A abaixo assinada, viúva do poeta
popular LEANDRO GOMES DE BARROS, tendo ficado com a propriedade exclusiva de
todas as obras do referido poeta, declara pelo presente ter vendido ao Sr. JOÃO
MARTINS DE ATAÍDE a mesma propriedade pela quantia de seiscentos mil réis
(600$000), cuja importância me foi paga em moeda legal do país, pelo que poderá
usar de todos os direitos que lhe são conferidos por lei, fazendo da mesma o
uso que lhe convier. Jaboatão, 13 de
abril de 1921 (a) VENUSTINIANA EULÁLIA
DE BARROS. (a) JOÃO MARTINS DE
ATAÍDE. Cunha: - (a) Esaú Eloi de Barros
Lima (a) Aprígio José de Lázaro.
Reconheço as firmas dos constantes e das suas testemunhas. Recife, 16 de abril de 1921 em testemunho da verdade (a) Tavares de Genésio Barreto.”
(Conforme
cópia do original fornecida ao Prof. Mark Curran, em Recife, agosto de 1966,
por um filho do poeta-editor João Martins de Ataíde).
[1]
- Ruth Brito Lemos Terra - Memória de Lutas: Literatura de Folhetos no
Nordeste 1893 1930, editora Global, 1983.

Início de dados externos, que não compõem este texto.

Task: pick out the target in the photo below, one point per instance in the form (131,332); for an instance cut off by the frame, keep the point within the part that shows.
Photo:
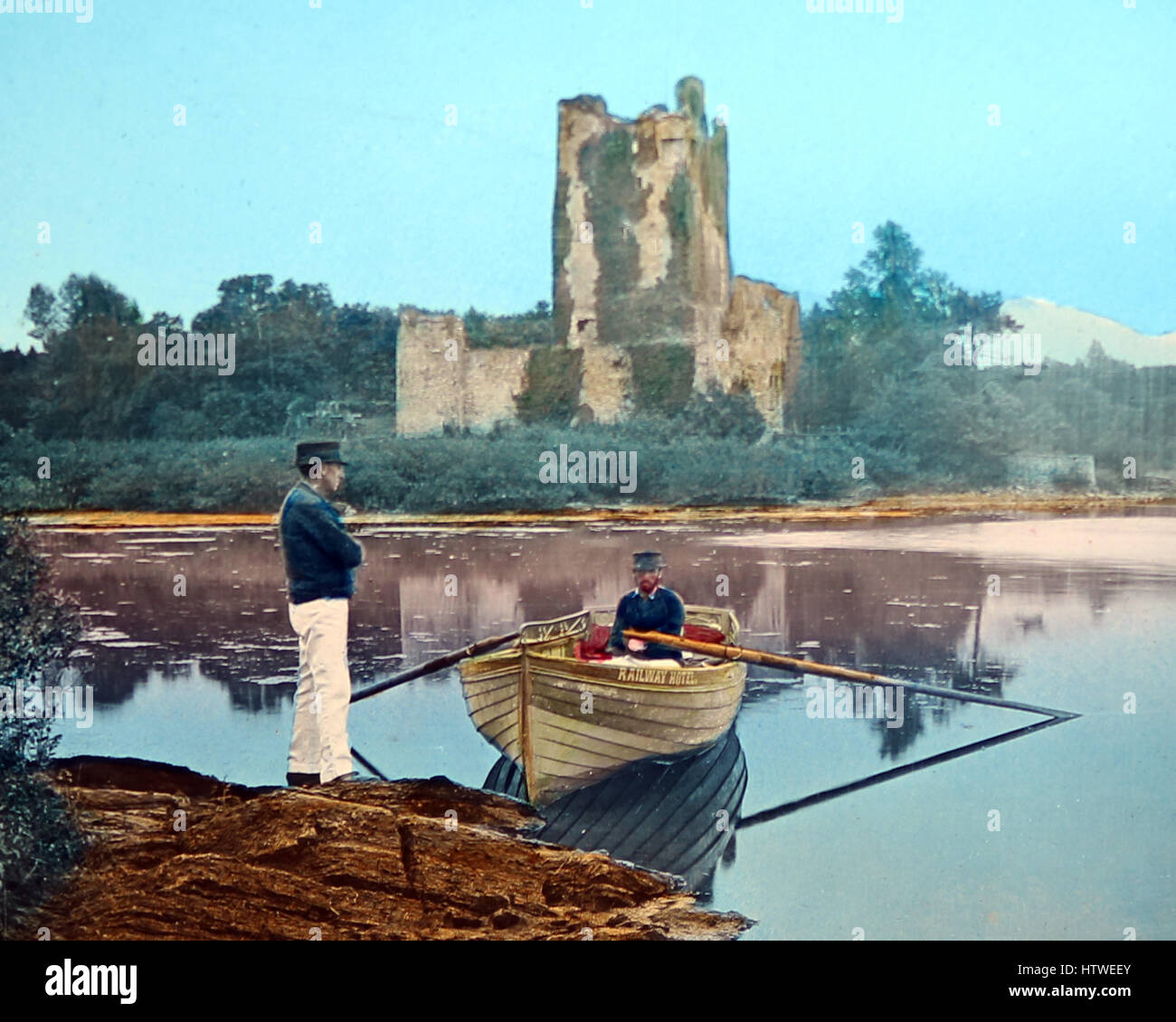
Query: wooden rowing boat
(677,818)
(568,723)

[2] Egídio de Oliveira Lima, Folhetos de Cordel,
Edição UFPB, 1978, pág. 156.
ENCONTRADA A
CERTIDÃO
DE ÓBITO DE
LEANDRO
Cristina
da Nóbrega, seguindo pistas fornecidas pelo autor destas linhas, pesquisou nos
cartórios do Bairro de São José, no Recife, e localizou o livro onde está
assentada a CERTIDÃO DE ÓBITO do grande poeta. Algumas informações curiosas,
prestadas por seu filho Esaú Eloy de Barros Lima (quem, por sinal, assina o
documento), são bem reveladoras. Ele informa que seu pai tinha 58 anos de
idade, e não 53, na data de seu falecimento, o que remete seu nascimento para
1860, ao invés de 1865, data divulgada oficialmente. Diz que Leandro era filho
de José Gomes de Barros Lima e Adelaide Gomes de Barros (seu nome de solteira
era Adelaide Xavier de Farias). Era comerciante, faleceu na rua Passos da
Pátria, bairro de São José, às 9h30 da noite do dia 4 de março de 1918, tendo
como causa mortis aneurisma. Nessa data, Rachel Aleixo de Barros Lima, a filha
mais velha, tinha 24 anos, Esaú Eloy, o declarante, 17 anos, e as suas irmãs
Julieta (na certidão está grafado erroneamente Juvanêta) e Herodias eram também
menores.
Após
a morte de Leandro, seu genro Pedro Batista (irmão de Chagas Batista e esposo
de Rachel Aleixo de Barros) continuou editando a obra do sogro em Guarabira
(PB), fazendo algumas revisões de linguagem, entre 1918 e 1921.
Em
1921, após desentender-se com o genro, a viúva do poeta, Dona Venustiniana
Aleixo de Barros, vendeu seu espólio literário a João Martins de Athayde. O
pesquisador Sebastião Nunes Batista, que muito se empenhou pela restituição de
autoria de Leandro e de outros poetas populares, informa como se deu essa
transação, em artigo intitulado "O seu ao seu dono...", publicado na
revista Encontro com o Folclore (Rio de Janeiro, 5 de abril de 1965):
D.
Vênus, como era chamada na intimidade, desentendera-se com o seu genro Pedro
Batista, porque tendo este enviuvado de sua filha Rachel Aleixo de Barros (que
faleceu de parto da pequena Djenane, em junho de 1918), não concordou em que a
menina fosse para companhia da avó materna, e esta em represália autorizou João
Martins de Athayde a editar parte da obra literária do grande poeta popular
paraibano Leandro Gomes de Barros.
[In Leandro Gomes de Barros - Vida e Obra, de Arievaldo Vianna]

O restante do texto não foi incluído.